Na idade que alcancei, já tenho dificuldade de achar parceiros para relembrar coisas antigas. Os que superaram minha idade são poucos, muitos estão desmemoriados e outros tantos desinteressados de lembrar fatos e coisas de um passado remoto.
Morei neste gostoso bairro do Menino Deus entre os sete e os 12 anos, de 1935 a 1940. E a ele voltei, já bem idoso, em 2013. Aquele saudoso estágio infantil me encheu de boas lembranças, de muitas coisas desaparecidas, que em vão tento descrever aos mais jovens. E outras, que sei por leitura de livros ou jornais, mas que nunca vi ou não guardei na memória.
Esse é o caso da Rua 28 de Setembro, que existia onde hoje é a parte final do canal do Arroio Dilúvio. Devo tê-la avistado e conhecido, mas nada me lembro dela. Também não conheci o Jardim Zoológico, fundado pelo Coronel Ganzo, pelo óbvio motivo de ter sido desfeito antes da minha chegada ao Menino Deus e ao mundo. Mas também não encontrei ninguém – o que bem poderia ocorrer – que o tivesse conhecido em 1925, quando consta haver sido extinto. Essa é a grande dificuldade: encontrar parceiros para rememorar coisas antigas, ou para me informar de outras que ignoro.
Quem se lembra ainda do Ratinho, o homem da flauta de taquara, que tocava o seu instrumento nas esquinas do bairro? Quem recorda a louca Ciriaca, que respondia às provocações da gurizada com uma ladainha de palavrões e rematava sua catilinária erguendo a saia e mostrando o gordo traseiro ao público? O preto que vendia "mocotó baiano" num grande recipiente aquecido por um braseiro?
E os pregões, hoje desaparecidos, do "feijão miúdo, batata-doce e aipim gema de ovo", que o próprio lavrador trazia em sua carrocinha? E quem poderia esquecer o circo Irmãos Gomes, estabelecido com o seu barracão num terreno baldio da José de Alencar, logo ali, depois da Oscar Bittencourt, bem ao lado da casa do doutor César Pestana? Os times de futebol varzeanos eram numerosos e achavam espaço para as suas partidas nos grandes terrenos baldios que havia na Barão do Guaíba, na Grão-Pará e outras ruas do bairro.
E, por falar em futebol, confesso que ainda vi jogar o F. C. Porto Alegre, de jaqueta verde e branco, apelidado de "caturrita" e que era dono da Chácara das Camélias, hoje espaço de uma escola estadual e do supermercado Nacional. Muito mais tarde, por leituras de história da cidade, fiquei sabendo que esse Porto Alegre era o mesmo Fussball, nascido no bairro Navegantes, no mesmo ano do imortal Tricolor e seu primeiro adversário.

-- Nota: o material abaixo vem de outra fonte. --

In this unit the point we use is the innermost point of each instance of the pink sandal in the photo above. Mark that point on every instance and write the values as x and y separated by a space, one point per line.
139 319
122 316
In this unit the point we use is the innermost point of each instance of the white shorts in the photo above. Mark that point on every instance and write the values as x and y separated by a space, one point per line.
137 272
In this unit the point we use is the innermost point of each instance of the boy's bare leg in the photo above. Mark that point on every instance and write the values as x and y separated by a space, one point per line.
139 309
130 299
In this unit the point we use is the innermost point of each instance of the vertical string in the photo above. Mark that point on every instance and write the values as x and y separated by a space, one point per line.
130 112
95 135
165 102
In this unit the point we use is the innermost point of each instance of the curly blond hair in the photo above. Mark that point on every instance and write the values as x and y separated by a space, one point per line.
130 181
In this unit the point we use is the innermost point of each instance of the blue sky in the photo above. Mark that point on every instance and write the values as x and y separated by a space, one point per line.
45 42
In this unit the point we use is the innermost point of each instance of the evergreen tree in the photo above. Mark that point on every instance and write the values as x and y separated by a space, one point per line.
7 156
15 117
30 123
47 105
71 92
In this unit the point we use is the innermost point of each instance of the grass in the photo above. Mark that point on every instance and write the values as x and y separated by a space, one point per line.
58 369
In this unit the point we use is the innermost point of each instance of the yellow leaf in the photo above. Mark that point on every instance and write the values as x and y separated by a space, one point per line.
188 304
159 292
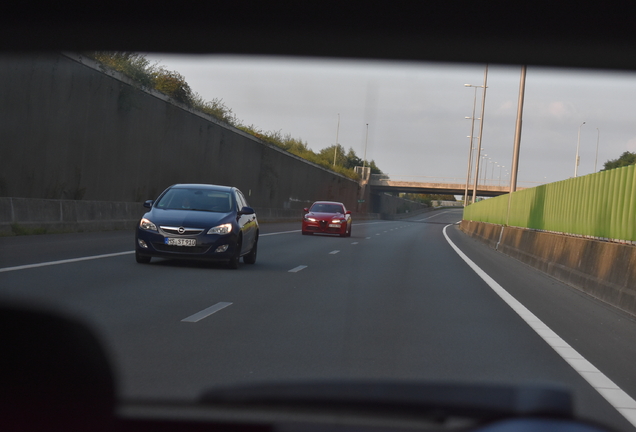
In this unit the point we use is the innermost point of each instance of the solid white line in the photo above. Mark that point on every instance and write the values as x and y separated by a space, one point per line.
297 269
72 260
620 400
206 312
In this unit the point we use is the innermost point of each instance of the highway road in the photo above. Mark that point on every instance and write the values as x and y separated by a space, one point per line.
395 301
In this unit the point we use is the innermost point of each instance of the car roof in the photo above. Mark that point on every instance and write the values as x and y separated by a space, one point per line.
328 202
202 186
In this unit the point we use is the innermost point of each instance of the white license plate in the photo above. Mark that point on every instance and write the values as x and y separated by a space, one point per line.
170 241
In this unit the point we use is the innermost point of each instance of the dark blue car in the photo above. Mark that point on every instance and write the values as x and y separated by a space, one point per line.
201 222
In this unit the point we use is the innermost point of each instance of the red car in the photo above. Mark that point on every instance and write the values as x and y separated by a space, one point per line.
327 217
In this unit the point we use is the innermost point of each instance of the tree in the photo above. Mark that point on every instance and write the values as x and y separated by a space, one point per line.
627 158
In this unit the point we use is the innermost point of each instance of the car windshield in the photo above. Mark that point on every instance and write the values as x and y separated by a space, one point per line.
478 251
195 199
326 208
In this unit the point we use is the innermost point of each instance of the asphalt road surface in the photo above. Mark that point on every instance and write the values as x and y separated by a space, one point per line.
395 301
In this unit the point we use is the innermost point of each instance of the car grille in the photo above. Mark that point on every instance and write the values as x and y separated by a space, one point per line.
181 249
186 231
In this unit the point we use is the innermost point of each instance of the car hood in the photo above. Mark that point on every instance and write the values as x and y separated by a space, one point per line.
319 215
189 218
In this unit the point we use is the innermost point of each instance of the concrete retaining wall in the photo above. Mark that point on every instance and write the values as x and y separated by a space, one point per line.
603 270
32 216
71 130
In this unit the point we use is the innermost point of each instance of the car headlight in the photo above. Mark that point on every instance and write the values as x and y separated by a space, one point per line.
221 229
147 225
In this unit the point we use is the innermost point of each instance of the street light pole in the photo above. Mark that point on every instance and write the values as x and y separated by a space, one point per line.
517 145
335 150
366 140
598 136
578 144
470 146
481 132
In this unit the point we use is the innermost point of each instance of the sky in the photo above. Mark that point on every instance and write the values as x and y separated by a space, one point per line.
416 112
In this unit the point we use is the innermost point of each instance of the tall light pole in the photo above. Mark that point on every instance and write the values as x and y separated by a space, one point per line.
517 145
481 131
366 140
470 145
598 136
578 144
335 150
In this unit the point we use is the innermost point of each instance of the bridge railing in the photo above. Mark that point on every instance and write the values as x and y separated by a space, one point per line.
450 180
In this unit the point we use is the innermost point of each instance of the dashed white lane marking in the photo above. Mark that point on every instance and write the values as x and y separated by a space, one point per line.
206 312
297 269
67 261
282 232
620 400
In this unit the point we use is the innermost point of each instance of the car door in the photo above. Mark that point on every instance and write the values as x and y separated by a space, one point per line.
246 223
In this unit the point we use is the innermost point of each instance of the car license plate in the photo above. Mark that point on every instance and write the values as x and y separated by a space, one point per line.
170 241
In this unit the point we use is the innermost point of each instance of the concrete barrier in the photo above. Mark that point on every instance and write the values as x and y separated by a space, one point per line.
39 216
604 270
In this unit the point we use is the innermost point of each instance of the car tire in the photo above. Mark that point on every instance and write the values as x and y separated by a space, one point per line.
141 259
234 261
250 258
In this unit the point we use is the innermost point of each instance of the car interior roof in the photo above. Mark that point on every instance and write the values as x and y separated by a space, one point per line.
597 35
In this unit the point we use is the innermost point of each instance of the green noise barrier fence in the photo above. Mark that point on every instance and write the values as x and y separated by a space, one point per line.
600 205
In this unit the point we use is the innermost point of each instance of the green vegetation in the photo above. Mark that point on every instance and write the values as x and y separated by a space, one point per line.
626 159
173 84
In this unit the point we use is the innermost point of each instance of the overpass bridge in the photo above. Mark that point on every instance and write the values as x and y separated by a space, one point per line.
434 185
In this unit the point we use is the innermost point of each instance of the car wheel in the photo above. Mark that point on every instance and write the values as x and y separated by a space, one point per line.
141 259
250 258
234 261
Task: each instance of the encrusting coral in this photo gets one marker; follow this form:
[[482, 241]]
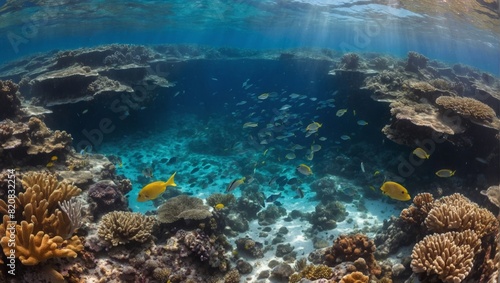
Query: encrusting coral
[[122, 227], [183, 207], [46, 231], [449, 256]]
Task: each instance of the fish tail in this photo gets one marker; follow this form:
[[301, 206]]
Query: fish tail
[[171, 181]]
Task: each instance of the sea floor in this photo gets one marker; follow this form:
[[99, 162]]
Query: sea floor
[[167, 155]]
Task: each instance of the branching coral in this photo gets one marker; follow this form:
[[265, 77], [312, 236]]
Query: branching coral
[[351, 248], [458, 213], [122, 227], [355, 277], [33, 248], [183, 207], [468, 108], [225, 199], [312, 272], [9, 100], [449, 256], [46, 230]]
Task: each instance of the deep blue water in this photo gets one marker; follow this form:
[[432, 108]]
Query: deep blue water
[[344, 26]]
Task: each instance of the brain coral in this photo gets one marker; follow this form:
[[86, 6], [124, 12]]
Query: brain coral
[[449, 256], [467, 107], [121, 227], [183, 207]]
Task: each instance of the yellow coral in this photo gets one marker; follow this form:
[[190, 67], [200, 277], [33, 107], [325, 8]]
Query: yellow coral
[[450, 256], [32, 249]]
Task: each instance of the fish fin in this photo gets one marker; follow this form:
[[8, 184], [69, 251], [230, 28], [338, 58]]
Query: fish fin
[[171, 181]]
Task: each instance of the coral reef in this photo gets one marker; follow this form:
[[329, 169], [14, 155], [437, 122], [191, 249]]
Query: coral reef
[[355, 277], [183, 207], [206, 249], [9, 100], [312, 272], [467, 107], [449, 256], [42, 231], [225, 199], [325, 217], [415, 62], [458, 213], [31, 143], [107, 197], [122, 227], [351, 248]]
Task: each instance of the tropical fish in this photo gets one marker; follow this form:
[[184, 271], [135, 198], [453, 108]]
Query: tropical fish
[[147, 172], [299, 192], [234, 184], [315, 147], [421, 153], [219, 206], [341, 112], [395, 191], [304, 169], [314, 126], [444, 173], [250, 125], [263, 96], [273, 198], [154, 189]]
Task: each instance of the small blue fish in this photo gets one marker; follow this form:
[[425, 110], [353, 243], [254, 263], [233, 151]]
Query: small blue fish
[[273, 198]]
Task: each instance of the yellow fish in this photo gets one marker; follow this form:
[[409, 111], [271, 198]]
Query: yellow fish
[[250, 125], [304, 169], [263, 96], [421, 153], [153, 190], [395, 191], [341, 112], [219, 206], [444, 173], [314, 126]]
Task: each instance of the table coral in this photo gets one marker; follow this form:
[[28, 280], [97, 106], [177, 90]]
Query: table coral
[[122, 227], [467, 107], [449, 256]]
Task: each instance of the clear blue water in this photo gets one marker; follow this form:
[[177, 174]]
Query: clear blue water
[[441, 32]]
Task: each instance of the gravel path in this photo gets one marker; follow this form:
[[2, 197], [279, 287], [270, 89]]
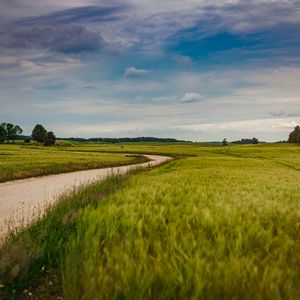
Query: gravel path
[[22, 200]]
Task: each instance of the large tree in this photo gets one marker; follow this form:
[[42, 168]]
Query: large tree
[[50, 139], [2, 133], [39, 133], [294, 136], [11, 131]]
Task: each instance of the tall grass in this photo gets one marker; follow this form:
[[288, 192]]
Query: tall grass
[[213, 227], [17, 161], [30, 258]]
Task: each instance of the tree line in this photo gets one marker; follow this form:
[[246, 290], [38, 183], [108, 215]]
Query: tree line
[[294, 136], [10, 132]]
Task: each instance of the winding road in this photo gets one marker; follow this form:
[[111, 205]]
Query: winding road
[[22, 200]]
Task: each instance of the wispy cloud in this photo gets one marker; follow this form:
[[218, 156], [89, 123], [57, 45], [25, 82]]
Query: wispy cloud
[[65, 39]]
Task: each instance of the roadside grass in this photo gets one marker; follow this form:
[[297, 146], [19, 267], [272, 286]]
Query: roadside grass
[[214, 227], [17, 161], [30, 258], [224, 224]]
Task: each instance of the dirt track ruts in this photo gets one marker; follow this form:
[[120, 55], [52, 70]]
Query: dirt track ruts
[[22, 200]]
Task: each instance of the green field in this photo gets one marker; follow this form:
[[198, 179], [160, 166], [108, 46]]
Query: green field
[[19, 161], [223, 223]]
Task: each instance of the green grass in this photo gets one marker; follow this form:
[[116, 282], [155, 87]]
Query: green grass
[[224, 224], [18, 161]]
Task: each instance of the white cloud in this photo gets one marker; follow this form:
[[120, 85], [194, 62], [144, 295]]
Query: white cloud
[[191, 98], [133, 72]]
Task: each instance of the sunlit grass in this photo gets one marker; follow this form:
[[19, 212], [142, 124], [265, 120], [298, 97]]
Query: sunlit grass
[[224, 224], [17, 161]]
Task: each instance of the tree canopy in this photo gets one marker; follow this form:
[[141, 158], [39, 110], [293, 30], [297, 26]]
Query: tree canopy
[[40, 134], [294, 136]]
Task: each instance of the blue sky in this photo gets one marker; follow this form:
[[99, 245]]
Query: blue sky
[[196, 70]]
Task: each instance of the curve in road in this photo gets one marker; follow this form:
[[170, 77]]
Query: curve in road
[[22, 200]]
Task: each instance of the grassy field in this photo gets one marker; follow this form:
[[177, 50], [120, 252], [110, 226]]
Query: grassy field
[[224, 224], [18, 161]]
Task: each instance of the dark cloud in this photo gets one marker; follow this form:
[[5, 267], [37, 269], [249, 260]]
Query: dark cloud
[[282, 113], [66, 39], [133, 72], [88, 14]]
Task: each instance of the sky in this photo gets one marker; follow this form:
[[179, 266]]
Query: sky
[[194, 70]]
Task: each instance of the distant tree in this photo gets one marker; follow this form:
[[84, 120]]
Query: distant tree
[[224, 142], [39, 133], [50, 139], [2, 133], [11, 131], [294, 136]]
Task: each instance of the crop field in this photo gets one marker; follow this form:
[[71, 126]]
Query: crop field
[[17, 161], [223, 223]]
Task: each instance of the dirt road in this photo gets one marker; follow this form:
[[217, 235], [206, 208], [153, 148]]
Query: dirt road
[[22, 200]]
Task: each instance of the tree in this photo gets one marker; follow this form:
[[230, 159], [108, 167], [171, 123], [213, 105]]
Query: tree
[[2, 133], [294, 136], [224, 142], [11, 131], [50, 139], [39, 133]]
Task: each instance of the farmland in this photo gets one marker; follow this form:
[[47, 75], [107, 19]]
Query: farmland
[[222, 223], [19, 161]]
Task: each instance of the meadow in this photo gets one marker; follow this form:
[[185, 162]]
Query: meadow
[[19, 161], [222, 223]]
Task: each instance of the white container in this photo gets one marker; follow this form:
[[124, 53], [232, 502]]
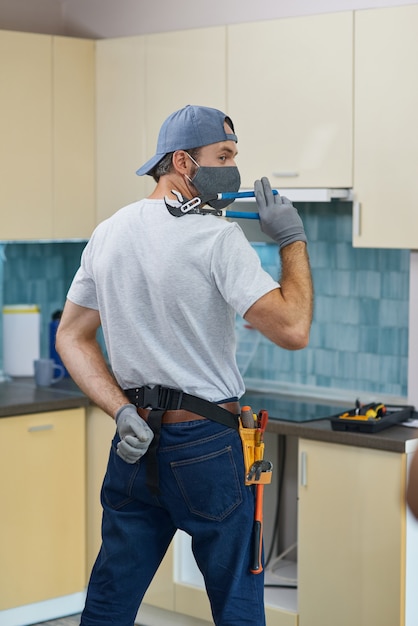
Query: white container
[[21, 338]]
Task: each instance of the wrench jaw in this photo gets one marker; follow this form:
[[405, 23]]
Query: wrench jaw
[[258, 470]]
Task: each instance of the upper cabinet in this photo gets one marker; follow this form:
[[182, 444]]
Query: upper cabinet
[[26, 135], [290, 96], [119, 123], [74, 110], [140, 82], [386, 130], [183, 67], [47, 130]]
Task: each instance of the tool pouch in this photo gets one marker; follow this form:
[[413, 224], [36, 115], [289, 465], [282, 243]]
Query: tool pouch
[[253, 450]]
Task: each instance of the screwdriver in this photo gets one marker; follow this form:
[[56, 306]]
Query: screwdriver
[[257, 567]]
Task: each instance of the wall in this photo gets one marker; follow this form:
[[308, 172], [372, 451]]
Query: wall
[[38, 273], [359, 335]]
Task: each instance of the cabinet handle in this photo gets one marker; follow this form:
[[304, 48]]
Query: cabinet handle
[[356, 219], [286, 174], [303, 473], [34, 429]]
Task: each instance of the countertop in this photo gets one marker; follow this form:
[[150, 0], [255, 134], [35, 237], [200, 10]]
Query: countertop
[[21, 396], [288, 415], [307, 419]]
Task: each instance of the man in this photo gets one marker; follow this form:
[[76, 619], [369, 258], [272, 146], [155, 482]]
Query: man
[[165, 279]]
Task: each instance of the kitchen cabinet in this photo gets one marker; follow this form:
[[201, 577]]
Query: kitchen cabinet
[[26, 135], [47, 129], [121, 130], [351, 535], [42, 485], [137, 89], [74, 171], [386, 133], [290, 96], [100, 432], [182, 67]]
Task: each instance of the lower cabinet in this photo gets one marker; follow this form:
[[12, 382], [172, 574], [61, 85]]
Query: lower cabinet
[[352, 536], [42, 486]]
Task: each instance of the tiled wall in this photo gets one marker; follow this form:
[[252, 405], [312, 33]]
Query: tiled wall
[[359, 336], [39, 273]]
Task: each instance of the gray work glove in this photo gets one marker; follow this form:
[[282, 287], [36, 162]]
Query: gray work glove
[[278, 217], [135, 434]]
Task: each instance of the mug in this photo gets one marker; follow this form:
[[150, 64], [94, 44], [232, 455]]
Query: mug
[[45, 372]]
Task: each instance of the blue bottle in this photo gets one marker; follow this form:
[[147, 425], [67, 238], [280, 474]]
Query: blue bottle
[[53, 354]]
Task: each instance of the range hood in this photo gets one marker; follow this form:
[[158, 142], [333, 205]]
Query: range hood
[[314, 194]]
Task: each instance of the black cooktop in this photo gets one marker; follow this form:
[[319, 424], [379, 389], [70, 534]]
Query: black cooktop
[[292, 409]]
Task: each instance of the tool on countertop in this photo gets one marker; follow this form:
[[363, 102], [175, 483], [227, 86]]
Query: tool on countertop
[[258, 473], [372, 411]]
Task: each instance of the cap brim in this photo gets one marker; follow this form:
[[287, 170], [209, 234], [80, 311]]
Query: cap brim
[[149, 165]]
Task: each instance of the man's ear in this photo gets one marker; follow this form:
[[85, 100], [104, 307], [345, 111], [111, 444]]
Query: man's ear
[[181, 162]]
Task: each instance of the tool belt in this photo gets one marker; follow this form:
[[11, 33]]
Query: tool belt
[[257, 470], [159, 400]]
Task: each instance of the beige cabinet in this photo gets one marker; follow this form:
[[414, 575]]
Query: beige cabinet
[[100, 432], [121, 128], [386, 132], [290, 96], [351, 536], [182, 67], [74, 196], [42, 486], [47, 129], [140, 82], [26, 135]]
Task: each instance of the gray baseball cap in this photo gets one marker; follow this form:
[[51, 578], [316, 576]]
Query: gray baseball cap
[[190, 127]]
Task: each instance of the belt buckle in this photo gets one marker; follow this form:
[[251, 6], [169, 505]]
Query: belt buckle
[[168, 400], [151, 397], [162, 398]]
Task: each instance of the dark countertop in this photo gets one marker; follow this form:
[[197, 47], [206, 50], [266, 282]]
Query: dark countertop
[[304, 418], [307, 419], [21, 396]]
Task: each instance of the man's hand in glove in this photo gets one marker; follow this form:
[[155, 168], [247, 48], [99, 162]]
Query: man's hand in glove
[[278, 217], [135, 434]]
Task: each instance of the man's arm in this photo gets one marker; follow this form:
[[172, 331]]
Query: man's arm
[[79, 350], [284, 315]]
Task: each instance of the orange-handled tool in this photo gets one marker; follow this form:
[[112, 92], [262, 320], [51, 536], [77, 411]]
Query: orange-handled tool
[[257, 566]]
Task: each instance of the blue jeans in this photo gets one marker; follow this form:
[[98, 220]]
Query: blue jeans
[[203, 493]]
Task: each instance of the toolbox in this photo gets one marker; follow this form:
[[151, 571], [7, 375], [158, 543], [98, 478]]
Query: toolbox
[[371, 418]]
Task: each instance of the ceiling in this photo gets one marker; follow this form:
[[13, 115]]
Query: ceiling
[[98, 19]]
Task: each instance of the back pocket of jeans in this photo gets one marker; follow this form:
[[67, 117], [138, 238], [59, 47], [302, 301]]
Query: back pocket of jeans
[[209, 484]]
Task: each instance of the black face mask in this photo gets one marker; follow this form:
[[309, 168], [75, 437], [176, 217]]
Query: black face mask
[[209, 181]]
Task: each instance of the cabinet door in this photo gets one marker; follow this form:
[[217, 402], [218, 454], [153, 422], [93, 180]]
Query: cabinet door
[[386, 132], [74, 137], [182, 67], [351, 544], [42, 486], [100, 432], [290, 96], [120, 123], [26, 135]]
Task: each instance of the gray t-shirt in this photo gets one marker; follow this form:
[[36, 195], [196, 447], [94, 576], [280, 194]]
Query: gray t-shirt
[[167, 290]]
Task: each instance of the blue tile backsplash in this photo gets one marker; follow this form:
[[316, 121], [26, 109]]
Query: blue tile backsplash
[[359, 338]]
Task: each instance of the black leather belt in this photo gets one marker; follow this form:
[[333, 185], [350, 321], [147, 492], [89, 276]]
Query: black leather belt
[[160, 399]]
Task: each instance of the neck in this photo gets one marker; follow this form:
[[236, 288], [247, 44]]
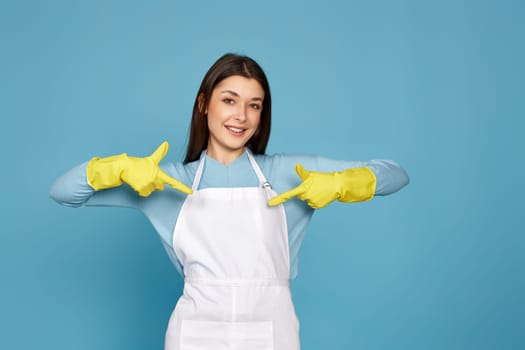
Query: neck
[[225, 158]]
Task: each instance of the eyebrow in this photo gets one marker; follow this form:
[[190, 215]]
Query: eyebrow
[[237, 95]]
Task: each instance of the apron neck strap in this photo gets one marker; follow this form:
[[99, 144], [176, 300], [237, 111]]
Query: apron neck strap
[[198, 174]]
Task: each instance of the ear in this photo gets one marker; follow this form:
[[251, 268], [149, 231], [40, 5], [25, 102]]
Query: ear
[[200, 100]]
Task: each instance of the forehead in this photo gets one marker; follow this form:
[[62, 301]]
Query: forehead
[[244, 87]]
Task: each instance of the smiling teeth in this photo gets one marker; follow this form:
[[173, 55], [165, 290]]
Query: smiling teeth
[[235, 129]]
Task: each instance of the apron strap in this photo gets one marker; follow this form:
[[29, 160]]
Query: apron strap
[[198, 173], [262, 179]]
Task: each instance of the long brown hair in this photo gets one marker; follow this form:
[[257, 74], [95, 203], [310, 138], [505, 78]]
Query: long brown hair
[[226, 66]]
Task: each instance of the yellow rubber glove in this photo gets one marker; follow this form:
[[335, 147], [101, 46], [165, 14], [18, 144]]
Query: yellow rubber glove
[[319, 189], [142, 174]]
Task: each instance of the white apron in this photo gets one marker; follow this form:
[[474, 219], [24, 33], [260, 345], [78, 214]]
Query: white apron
[[234, 250]]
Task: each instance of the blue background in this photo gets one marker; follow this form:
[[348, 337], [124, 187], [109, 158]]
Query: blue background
[[435, 85]]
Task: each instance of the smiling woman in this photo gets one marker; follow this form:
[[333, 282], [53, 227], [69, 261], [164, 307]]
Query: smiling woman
[[234, 113], [232, 238]]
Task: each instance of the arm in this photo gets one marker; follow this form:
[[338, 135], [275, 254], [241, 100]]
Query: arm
[[346, 181], [85, 182], [73, 190], [390, 176]]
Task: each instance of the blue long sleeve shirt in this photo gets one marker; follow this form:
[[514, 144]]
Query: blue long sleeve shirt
[[162, 207]]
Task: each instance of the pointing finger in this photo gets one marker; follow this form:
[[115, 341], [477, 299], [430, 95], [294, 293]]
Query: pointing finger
[[283, 197], [160, 152]]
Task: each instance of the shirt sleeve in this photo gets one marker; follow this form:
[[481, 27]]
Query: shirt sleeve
[[390, 176], [73, 190]]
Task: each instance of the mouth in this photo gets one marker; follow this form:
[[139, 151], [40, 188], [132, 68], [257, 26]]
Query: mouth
[[235, 131]]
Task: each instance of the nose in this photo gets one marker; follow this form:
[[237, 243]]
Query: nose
[[240, 114]]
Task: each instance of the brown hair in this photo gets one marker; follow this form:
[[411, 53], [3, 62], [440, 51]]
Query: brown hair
[[226, 66]]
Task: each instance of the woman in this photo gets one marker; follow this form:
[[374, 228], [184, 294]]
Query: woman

Vão dizer que eu minto se disser que na torre da igreja do Menino Deus havia enormes corujas brancas, exemplares da coruja-das-torres, que a Enciclopédia chama de suindaras. Mas eu as vi e digo que até me atropelavam se eu fosse mexer nos sinos para cumprir alguma ordem do vigário.
E por falar na desaparecida igreja, ainda testemunhei as movimentadas festas de Natal na Praça Menino Deus, onde havia rifas e sorteios de todo gênero, jogo de argolas, tiro ao alvo...
Destas festas, há muita gente que ainda se lembra, pois ali nasciam flertes e namoros que depois resultavam em casamentos. De tudo isso, o que ficou mais vivo na memória? Talvez só o grande silêncio das noites, apenas cortado periodicamente pelo ranger ritmado do bonde República e pelos acordes da flauta do Ratinho.